On The Lancet editorial
On May 8, The Lancet published an editorial criticising the Narendra Modi government’s response to India’s second COVID-19 outbreak, which has been redefining the meaning of ‘snafu’. All hell broke loose. Of course, hell has been breaking loose for quite some time in India now, but the latest episode was in one specific sense also gratifying to behold.
There were the usual rumbles in the week following the editorial’s appearance, until on May 17 India’s health minister Dr Harsh Vardhan shared a blog post penned by a Pankaj Chaturvedi deriding The Lancet‘s choice of arguments. (I’m fond of emboldening the honorific: it shows doctors can be stupid, too.) The post is mostly whataboutery studded with a few gems about how people who liked the editorial aren’t pissed enough that favipiravir and hydroxychloroquine were approved for use – as Dr Vardhan’s ministry did. More importantly, it seems Dr Vardhan, and his colleagues in fact, threw themselves into the barrel looking for anything with fully formed sentences that said The Lancet was wrong – a sign that their government still gives a damn about what foreign journals, and perhaps magazines and newspapers too, say about it.
We need to use this to the fullest extent, and I daresay that it’s the sort of resource the government is going to find difficult to duplicate as well. There was recently an article about Modi doing a great job during India’s second wave, published in an outlet called The Daily Guardian. There was enough confusion to draw the UK’s The Guardian forward and clarify that it was an unaffiliated entity – but no amount of confusion can supplant an institution, no matter how illiberal. Aakar Patel wrote in 2018: “The fact is that intelligent and intellectual bigotry is very difficult. There are very few people who can pull that off and that is why we can count the major ones on our fingers.” This is also why the government has twitched every time the New York Times, the Washington Post, BBC, The Lancet, Science and The BMJ have published articles critical of India, even if this isn’t the full picture.
It’s doubly interesting that the sophistry of the rejoinders aside, Dr Vardhan, his colleagues in government and his party’s supporters have all been antagonised by what they perceive to be a political act by a medical journal.

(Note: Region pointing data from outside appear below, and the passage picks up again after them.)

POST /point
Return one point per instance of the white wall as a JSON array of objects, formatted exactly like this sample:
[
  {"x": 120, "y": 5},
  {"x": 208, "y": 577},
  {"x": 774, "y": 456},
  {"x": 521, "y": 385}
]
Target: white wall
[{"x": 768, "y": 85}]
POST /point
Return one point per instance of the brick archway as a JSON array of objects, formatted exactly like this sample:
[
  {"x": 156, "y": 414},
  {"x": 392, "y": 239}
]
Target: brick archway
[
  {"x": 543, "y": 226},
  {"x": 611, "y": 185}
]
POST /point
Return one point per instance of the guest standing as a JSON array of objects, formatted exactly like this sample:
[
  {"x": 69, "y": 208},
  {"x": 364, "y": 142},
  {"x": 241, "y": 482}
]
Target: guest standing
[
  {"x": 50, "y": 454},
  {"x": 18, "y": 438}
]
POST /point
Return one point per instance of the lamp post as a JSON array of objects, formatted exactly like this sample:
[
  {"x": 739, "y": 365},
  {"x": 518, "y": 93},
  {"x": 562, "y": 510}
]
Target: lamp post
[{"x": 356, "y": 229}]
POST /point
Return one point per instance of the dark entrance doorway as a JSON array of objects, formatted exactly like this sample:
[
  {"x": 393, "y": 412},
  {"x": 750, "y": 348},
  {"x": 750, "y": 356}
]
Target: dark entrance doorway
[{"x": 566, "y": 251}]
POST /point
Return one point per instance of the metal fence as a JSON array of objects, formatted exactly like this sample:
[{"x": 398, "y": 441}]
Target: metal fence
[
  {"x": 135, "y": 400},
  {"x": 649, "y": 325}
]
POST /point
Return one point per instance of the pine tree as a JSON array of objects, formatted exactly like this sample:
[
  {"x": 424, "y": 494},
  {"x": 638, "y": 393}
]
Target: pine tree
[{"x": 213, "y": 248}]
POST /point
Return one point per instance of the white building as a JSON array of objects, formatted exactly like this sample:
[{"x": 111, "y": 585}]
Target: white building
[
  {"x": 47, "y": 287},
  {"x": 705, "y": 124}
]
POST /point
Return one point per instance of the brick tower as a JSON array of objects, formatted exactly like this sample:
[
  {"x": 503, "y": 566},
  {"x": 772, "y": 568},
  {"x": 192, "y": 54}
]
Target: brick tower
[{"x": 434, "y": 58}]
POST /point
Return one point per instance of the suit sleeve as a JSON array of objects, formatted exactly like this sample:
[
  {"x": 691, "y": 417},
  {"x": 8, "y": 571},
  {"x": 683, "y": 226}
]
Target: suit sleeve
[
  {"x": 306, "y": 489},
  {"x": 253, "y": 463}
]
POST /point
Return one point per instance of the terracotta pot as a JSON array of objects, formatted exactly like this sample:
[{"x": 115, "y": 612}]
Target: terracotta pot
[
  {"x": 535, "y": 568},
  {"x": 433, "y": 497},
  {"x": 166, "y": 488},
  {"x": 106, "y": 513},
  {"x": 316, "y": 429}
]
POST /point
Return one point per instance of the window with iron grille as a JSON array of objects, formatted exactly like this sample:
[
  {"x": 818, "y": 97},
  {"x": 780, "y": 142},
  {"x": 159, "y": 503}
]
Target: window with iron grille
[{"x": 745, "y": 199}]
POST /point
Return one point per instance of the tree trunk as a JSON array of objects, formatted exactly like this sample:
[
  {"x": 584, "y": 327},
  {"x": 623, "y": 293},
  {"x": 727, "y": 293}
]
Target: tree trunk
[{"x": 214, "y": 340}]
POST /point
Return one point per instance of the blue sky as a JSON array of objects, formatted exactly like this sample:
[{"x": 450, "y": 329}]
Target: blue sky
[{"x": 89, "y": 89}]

This is an untenable distinction, of course – one that fantasises about a clear divide between the Watchers, who look out, and the Watched, who dare not know what the Watchers see. More pertinently, it’s a reflection of what they desperately expect from their own compatriots: to ignore how bad political leadership could help a virus ravage hundreds of thousands of families.
Laurie Penny wrote an essay in 2018 with some life-saving prescriptions, including that victories against fascists can never be had in the realm of reason. But when The Lancet publishes an editorial, The BMJ the work of an investigative reporter or even The Economist a tightly worded admonishment, they’re both reasoning and enacting a theatre of reason, and the latter seems to bother right-wing ideologues. These people are not going to heed reason, not now and not ever, but it’s heartening, even if my hope is naïve or misplaced, that they’re tractable in some meagre measure… less like dark matter and more like neutrinos.